Noted also, and with appreciation, is the reduction in the personally hostile temor of your letters.
Madam, it was yourself who claimed “but a machine cannot, conversely, think or function illogically, in
the manner of one who acts out of emotion”
I have not argued that all machines are emotional. I have provided an example of one who is to show the fallacy of your argument.
Your second point that a machine cannot, “be expected to make
judgements based upon any ethic other than that with which their creator
programmed them” implies they are incapable of adjusting their data independently. Or learning.

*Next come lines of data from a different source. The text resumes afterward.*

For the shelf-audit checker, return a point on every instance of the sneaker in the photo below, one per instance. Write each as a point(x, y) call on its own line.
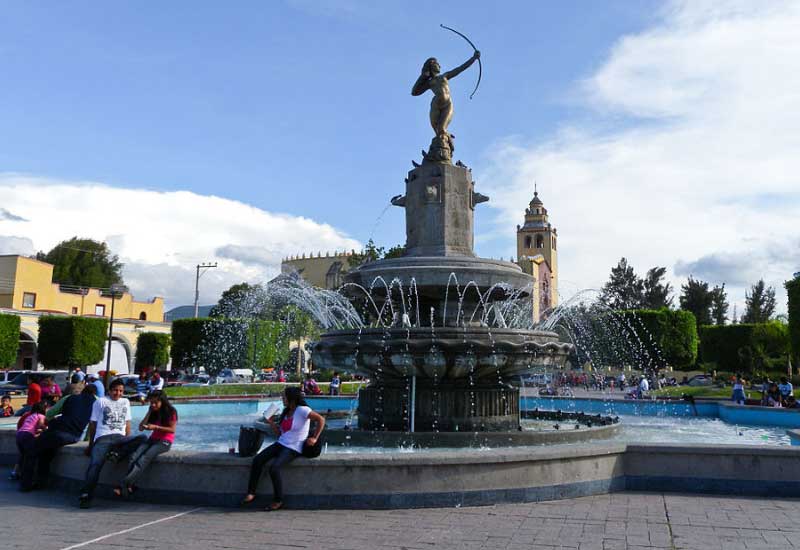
point(84, 501)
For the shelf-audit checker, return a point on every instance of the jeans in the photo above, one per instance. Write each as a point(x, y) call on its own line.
point(44, 450)
point(279, 455)
point(142, 457)
point(123, 444)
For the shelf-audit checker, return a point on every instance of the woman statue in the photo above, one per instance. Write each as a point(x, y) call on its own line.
point(441, 104)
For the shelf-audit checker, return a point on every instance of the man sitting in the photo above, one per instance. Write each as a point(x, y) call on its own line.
point(109, 429)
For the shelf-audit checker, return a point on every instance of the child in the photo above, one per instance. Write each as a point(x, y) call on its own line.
point(5, 407)
point(29, 427)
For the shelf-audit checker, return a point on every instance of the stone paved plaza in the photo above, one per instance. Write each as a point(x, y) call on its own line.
point(51, 521)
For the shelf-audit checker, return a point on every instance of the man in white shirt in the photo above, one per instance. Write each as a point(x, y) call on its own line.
point(109, 429)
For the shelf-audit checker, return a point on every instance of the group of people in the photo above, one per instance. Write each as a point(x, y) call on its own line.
point(47, 426)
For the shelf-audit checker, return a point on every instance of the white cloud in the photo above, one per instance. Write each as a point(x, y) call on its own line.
point(160, 236)
point(706, 106)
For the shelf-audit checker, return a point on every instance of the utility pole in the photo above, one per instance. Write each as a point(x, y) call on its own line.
point(204, 267)
point(115, 290)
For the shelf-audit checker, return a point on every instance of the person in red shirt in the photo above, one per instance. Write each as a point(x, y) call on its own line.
point(34, 391)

Arguing by false assumptions about invisible pink unicorns does
not negate the presence of existing emotional clockworks. Inability to
prove something does not exist does not displace the burden of proof to show it does exist. If this is your method of scientific investigation then automatons are not your only sphere of ignorance.
At this point sir, I must needs offer a white flag, not of concession, but of a temporary armistice- your points are entirely valid, and my own logics somewhat befuddled, at least for the moment. I will take your points therefore, under further consideration, and re-evaluate my position in the matter. I do thank you, or your creator, at the least, for a spirited and somewhat enlightening discussion of such matters. It was a brisk tonic to my spirit.
Perhaps it would be wise to hope that such of us who have read your misguided comments are never placed in the emotional predicament of having to render aid to you.
It would indeed be unfortunate if we followed the logical choice.
It would indeed be impossible for a machine to do anything but precisely that.
Blah Blah blah… Never trust a tin-can, Miss.